Garcetti’s report to the board also disputes charges by a former county analyst that documents were falsified to gain millions of dollars in incentive funding during the child support program’s performance review in 1993.
In its series, The Times cited John Erlinger’s charge that while working in the child support program, he witnessed employees alter records to make it appear the office was complying with federal guidelines. In a letter to county officials, Steven A. Sowders, head deputy district attorney for employee relations, said that based on an internal affairs inquiry, he found Erlinger’s allegations unfounded.
Sowders’ letter said the internal investigation was cut short because the office understood that “state auditors” were coming to review the allegations.
But there was no detailed examination by the state, said DuFour, who was in charge of the performance review process at the time.
Describing Erlinger as “very honest,” DuFour said that after reviewing documents supporting his allegations she asked the director of the state’s child support program, Leslie Frye, what should be done. They eventually settled on DuFour conducting a review of Los Angeles’ performance that year--not to determine whether there was fraud, but to ensure that the county was following federal policy.
DuFour said her office would have been unable to do an investigation of whether Los Angeles was attempting to defraud the federal government. “We’re not auditors,” she said. “We don’t get involved in that sort of thing.”

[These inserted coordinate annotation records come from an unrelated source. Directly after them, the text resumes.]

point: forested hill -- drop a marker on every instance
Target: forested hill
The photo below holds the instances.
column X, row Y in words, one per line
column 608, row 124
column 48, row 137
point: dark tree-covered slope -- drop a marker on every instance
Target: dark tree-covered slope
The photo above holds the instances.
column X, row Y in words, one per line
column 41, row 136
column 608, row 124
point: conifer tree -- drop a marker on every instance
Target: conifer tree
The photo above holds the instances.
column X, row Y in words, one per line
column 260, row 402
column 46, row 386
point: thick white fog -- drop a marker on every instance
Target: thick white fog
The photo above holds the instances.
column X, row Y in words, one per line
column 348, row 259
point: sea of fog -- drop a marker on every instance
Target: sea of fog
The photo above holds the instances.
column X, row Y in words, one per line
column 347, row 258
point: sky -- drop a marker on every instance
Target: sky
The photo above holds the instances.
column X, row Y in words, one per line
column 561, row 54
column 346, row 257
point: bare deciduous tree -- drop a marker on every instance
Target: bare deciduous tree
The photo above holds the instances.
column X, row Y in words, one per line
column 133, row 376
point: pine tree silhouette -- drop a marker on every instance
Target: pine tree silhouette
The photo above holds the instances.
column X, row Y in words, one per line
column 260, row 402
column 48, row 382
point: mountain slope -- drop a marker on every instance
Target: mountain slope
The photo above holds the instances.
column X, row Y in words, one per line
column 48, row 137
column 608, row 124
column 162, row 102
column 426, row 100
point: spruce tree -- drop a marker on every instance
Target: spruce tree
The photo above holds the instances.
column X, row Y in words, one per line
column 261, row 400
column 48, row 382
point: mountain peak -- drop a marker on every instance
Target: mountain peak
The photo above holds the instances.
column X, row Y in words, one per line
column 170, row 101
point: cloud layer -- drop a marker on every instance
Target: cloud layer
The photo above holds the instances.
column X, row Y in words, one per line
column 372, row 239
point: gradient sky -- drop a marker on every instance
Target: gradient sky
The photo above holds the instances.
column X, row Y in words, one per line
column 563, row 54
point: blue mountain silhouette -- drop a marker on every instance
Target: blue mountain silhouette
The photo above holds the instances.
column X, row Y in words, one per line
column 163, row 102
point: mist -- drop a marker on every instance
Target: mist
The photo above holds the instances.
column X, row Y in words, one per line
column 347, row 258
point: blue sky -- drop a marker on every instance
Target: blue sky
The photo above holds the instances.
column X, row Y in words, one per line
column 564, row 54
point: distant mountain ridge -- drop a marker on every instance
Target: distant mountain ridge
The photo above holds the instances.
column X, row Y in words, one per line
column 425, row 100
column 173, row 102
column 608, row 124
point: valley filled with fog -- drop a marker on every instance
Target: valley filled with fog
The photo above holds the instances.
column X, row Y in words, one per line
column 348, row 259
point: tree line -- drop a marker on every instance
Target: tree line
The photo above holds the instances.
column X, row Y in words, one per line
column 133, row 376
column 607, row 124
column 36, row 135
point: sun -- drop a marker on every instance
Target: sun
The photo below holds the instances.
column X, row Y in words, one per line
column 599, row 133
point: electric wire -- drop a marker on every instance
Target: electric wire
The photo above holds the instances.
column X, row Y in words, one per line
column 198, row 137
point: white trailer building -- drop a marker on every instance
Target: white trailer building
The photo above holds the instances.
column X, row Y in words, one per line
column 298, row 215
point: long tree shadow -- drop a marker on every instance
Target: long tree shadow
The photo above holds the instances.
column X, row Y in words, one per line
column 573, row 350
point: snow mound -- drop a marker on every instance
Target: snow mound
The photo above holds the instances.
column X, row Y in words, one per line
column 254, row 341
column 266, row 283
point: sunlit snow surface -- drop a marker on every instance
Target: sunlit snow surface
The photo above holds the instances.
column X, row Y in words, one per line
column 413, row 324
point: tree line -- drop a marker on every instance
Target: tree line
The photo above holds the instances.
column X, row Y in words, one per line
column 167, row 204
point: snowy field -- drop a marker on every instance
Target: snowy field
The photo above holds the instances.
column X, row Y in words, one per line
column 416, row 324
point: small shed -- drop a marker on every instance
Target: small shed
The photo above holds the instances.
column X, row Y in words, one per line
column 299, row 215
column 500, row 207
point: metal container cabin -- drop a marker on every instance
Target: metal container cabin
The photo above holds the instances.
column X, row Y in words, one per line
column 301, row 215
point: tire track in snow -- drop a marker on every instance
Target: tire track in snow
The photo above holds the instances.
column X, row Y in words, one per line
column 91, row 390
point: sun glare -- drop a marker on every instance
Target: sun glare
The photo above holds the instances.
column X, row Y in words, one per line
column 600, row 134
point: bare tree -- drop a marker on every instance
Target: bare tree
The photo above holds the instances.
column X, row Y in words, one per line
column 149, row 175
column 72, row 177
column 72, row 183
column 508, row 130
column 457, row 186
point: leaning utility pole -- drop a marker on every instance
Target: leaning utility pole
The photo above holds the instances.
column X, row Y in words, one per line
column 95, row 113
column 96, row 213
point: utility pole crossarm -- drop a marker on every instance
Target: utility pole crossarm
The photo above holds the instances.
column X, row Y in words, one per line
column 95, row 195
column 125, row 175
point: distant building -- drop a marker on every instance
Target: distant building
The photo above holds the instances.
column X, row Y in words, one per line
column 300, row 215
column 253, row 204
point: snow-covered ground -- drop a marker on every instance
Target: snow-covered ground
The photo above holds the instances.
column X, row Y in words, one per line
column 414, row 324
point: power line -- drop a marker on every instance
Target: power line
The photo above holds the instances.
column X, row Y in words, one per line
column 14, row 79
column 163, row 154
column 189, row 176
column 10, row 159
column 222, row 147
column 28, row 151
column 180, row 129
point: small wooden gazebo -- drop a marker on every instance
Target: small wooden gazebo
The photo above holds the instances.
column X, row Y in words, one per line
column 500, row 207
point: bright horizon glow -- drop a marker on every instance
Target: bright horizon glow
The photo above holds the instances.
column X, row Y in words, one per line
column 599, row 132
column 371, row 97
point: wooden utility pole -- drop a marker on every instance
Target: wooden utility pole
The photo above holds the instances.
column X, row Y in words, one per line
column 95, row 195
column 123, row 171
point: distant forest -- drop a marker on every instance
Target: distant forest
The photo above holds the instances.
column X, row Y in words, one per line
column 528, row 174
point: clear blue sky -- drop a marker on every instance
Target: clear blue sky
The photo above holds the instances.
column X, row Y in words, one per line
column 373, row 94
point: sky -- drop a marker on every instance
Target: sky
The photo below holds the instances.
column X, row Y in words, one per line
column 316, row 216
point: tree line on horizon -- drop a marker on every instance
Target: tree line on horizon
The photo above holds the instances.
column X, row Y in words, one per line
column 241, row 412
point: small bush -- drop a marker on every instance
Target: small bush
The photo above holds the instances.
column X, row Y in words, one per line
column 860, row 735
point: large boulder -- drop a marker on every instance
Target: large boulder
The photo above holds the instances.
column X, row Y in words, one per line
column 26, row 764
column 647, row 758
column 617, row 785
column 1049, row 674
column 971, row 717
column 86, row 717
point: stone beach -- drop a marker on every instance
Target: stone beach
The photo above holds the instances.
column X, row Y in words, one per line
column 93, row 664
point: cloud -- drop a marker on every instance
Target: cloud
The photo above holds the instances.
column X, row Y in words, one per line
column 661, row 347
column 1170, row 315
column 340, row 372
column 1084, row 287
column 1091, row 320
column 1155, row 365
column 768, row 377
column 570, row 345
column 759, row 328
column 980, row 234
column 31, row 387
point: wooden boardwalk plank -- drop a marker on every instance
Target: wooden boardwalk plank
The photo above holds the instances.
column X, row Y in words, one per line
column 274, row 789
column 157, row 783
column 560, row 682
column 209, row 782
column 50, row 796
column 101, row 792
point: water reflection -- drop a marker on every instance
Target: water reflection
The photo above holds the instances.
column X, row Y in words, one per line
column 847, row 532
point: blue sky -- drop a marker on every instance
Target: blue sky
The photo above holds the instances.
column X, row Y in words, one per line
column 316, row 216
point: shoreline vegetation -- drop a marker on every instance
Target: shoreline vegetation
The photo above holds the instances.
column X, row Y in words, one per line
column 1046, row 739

Instead, DuFour ordered a team to go to Los Angeles and, rather than double-checking Erlinger’s complaint, inspect the cases the county had submitted to see if it was in compliance.
The state examination in 1993 found Los Angeles to be out of compliance with federal guidelines and not eligible for the standard level of funding.
Mike White, who performed the review for the Department of Social Services, said it would have turned up evidence of falsification if there had been any. What it did show, he said, was that Los Angeles’ interpretation on whether it was following federal requirements differed sharply from the state’s.
“We felt they had never taken the action that was needed” in several cases the county said it was working, White recalled.
He said the fact that the county failed its evaluation showed they were not hiding problems behind falsified documents.